Interesting article about how Ebay is looking to go the other direction – physical storefronts to expand a company’s digital footprint. The company has always been helping businesses to connect with customers but this is a great example of expanding horizontally. Its very different from Amazon who wants to build its direct to consumer model of sales and clearly outlines that they are more about enabling commerce than selling stuff. The value of a mall and convenience of home delivery.
And we all love technology – so much so that Snapchat has spread so fast Facebook was ready to take them out for $3 Billion. Instagram hasn’t changed much since they were acquired by the FB – Evan Spiegle – he and two buddies build this thing to send disappearing apps. Then Google offered $4 Billion! Its really kind of insane – unless it meant selling his soul. Maybe that’s what he thought. As this article/interview says – he will go down in history as a brilliant soul or an idiot. The thing is – this is isolated and unusual – most of today’s dot.com success stories are the result of many years of growth and they are actually making money. Unlike the last boom that was all about hope and prayer.
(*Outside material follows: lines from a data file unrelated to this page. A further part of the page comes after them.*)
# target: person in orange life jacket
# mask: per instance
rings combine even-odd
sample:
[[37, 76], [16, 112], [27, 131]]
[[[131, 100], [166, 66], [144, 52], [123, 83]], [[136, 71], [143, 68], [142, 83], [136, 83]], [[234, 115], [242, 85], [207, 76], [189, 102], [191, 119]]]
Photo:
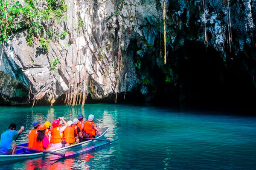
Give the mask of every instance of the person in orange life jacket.
[[75, 128], [72, 127], [73, 122], [70, 120], [67, 124], [67, 127], [63, 133], [63, 140], [61, 143], [64, 144], [69, 144], [70, 145], [71, 145], [72, 144], [75, 144], [76, 140], [78, 138]]
[[[77, 119], [74, 119], [73, 120], [73, 125], [72, 125], [72, 127], [74, 128], [75, 130], [76, 130], [76, 135], [77, 135], [77, 136], [78, 136], [78, 139], [76, 140], [76, 143], [79, 143], [79, 142], [83, 142], [83, 140], [82, 140], [83, 139], [82, 132], [81, 132], [81, 130], [80, 129], [79, 127], [77, 126], [77, 124], [79, 122], [79, 120], [78, 120]], [[80, 139], [81, 140], [80, 140]]]
[[16, 130], [16, 125], [12, 123], [9, 126], [9, 128], [1, 135], [0, 140], [0, 155], [11, 154], [15, 153], [16, 144], [15, 141], [13, 141], [13, 137], [20, 133], [24, 129], [21, 126], [20, 129], [18, 131]]
[[[64, 131], [67, 127], [67, 122], [62, 118], [59, 117], [58, 119], [61, 120], [64, 123], [64, 126], [60, 127], [59, 126], [60, 121], [55, 119], [52, 122], [52, 128], [51, 130], [52, 139], [50, 141], [50, 146], [51, 147], [54, 147], [55, 149], [59, 149], [65, 147], [65, 144], [61, 143], [61, 133]], [[68, 146], [67, 144], [67, 146]]]
[[55, 149], [54, 147], [50, 147], [51, 138], [48, 139], [45, 135], [46, 127], [44, 125], [41, 125], [36, 135], [34, 148], [41, 150], [52, 150]]
[[94, 116], [90, 114], [88, 117], [88, 120], [84, 122], [84, 130], [91, 138], [95, 138], [101, 134], [99, 127], [96, 126], [95, 123], [93, 122], [94, 119]]
[[35, 122], [33, 124], [34, 129], [32, 129], [29, 133], [29, 147], [34, 147], [35, 136], [37, 133], [37, 130], [41, 124], [38, 122]]
[[51, 129], [50, 129], [51, 123], [47, 121], [44, 123], [44, 125], [46, 128], [46, 129], [45, 129], [45, 135], [46, 135], [47, 138], [49, 138], [49, 137], [51, 137]]
[[78, 119], [79, 122], [77, 124], [77, 126], [80, 129], [80, 130], [82, 131], [82, 133], [84, 127], [84, 123], [83, 122], [83, 121], [84, 120], [84, 116], [83, 115], [80, 115], [78, 116]]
Finally – 3D Printing – I remember reading about this a few years ago in Wired magazine. It was a lot of speculation then as the machines were so expensive. Then a year later I read an article about a guy who was selling custom Legos’s built on 3D printers and making money as a boutique business. Then a similar story about a set of digital blueprints that a 3-D printer can use to create more than 45 plastic objects. That’s the big impact here – its all going to change – we may just go back to the ‘olden days’ of artisans and craftsman. And manufacturing is bound to go nuts too – take this example of synthetic prosthetic eyeballs made for 5% of conventional manufacturing costs! That’s an isolated example though – the fact is we are still primarily in a prototyping to limited production state – until it can really get to mass production we won’t see a huge impact. But still – if you are going to guide your kids – this is one direction (along with “big data”) to send them.
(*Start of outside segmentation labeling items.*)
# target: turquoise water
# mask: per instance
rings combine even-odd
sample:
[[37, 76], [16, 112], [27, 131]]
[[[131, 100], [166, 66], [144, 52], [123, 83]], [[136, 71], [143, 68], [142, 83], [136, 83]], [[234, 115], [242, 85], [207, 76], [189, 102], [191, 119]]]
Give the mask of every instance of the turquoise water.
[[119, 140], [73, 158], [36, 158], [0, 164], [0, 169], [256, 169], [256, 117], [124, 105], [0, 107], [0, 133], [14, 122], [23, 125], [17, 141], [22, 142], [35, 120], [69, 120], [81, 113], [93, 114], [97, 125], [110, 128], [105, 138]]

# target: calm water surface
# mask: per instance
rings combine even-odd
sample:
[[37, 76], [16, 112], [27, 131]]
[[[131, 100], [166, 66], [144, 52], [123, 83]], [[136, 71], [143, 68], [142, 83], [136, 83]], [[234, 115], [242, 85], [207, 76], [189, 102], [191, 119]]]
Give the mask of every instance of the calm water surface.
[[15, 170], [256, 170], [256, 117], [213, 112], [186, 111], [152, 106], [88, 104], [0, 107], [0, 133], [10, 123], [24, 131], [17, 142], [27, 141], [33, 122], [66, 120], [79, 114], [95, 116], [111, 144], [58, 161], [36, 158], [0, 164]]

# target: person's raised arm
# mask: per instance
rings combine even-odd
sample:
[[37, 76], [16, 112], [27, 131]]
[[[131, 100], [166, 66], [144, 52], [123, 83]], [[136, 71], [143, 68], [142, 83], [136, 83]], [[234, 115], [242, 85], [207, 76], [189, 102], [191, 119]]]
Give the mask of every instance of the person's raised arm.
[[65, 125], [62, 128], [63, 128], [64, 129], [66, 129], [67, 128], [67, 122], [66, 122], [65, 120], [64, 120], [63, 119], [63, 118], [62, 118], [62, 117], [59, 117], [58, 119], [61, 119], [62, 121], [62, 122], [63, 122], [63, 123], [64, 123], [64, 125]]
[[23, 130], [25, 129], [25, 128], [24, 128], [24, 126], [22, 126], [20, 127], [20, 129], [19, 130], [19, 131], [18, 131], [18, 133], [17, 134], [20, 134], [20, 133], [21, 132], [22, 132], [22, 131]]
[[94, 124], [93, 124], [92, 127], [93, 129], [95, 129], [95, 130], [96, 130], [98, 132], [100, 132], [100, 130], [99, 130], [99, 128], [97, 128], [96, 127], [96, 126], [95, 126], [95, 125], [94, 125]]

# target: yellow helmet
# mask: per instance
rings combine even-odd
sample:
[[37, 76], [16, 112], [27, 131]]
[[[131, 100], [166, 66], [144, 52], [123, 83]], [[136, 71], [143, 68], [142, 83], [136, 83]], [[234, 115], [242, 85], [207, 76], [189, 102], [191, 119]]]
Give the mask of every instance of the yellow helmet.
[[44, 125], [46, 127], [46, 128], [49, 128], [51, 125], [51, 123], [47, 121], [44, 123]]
Well business models continue to morph, we appear to be in a new technology bubble and the consumer market continues to drive the B to B world. When I started back in banking sales 25 years ago – it seems most new technology came from the business market. With the advent of the internet age technology became so ubiquitous and the democratization of the access to data, development, tools made it consumable. What consumers don’t see is the huge market Amazon has built in their web services group hosting other internet companies for example. When we tried to sell dial-up PC banking with computers there just weren’t out there enough – commercial customers were banking online in closed networks fifteen to twenty years before the internet. Then the market changed with the advent of internet everywhere- consumer product drive the market, they come from online banking to amazon.com to Facebook and google. Flip-flop – retail online banking drove growth – not commercial online banking.
So I expect that 3-D printing, Home delivery, Electronic storefronts and easy cloud storage will soon impact the commercial world. In fact it already has: Scientists are thinking about how to print organs, UPS has reconsidered logistics, there is now commercial cloud storage tied to workflow and every smart CRM company has a social media component.
This is all really amazing stuff – I’m so excited for my kids. Lets see what I can find interesting to do for the next 15 years though.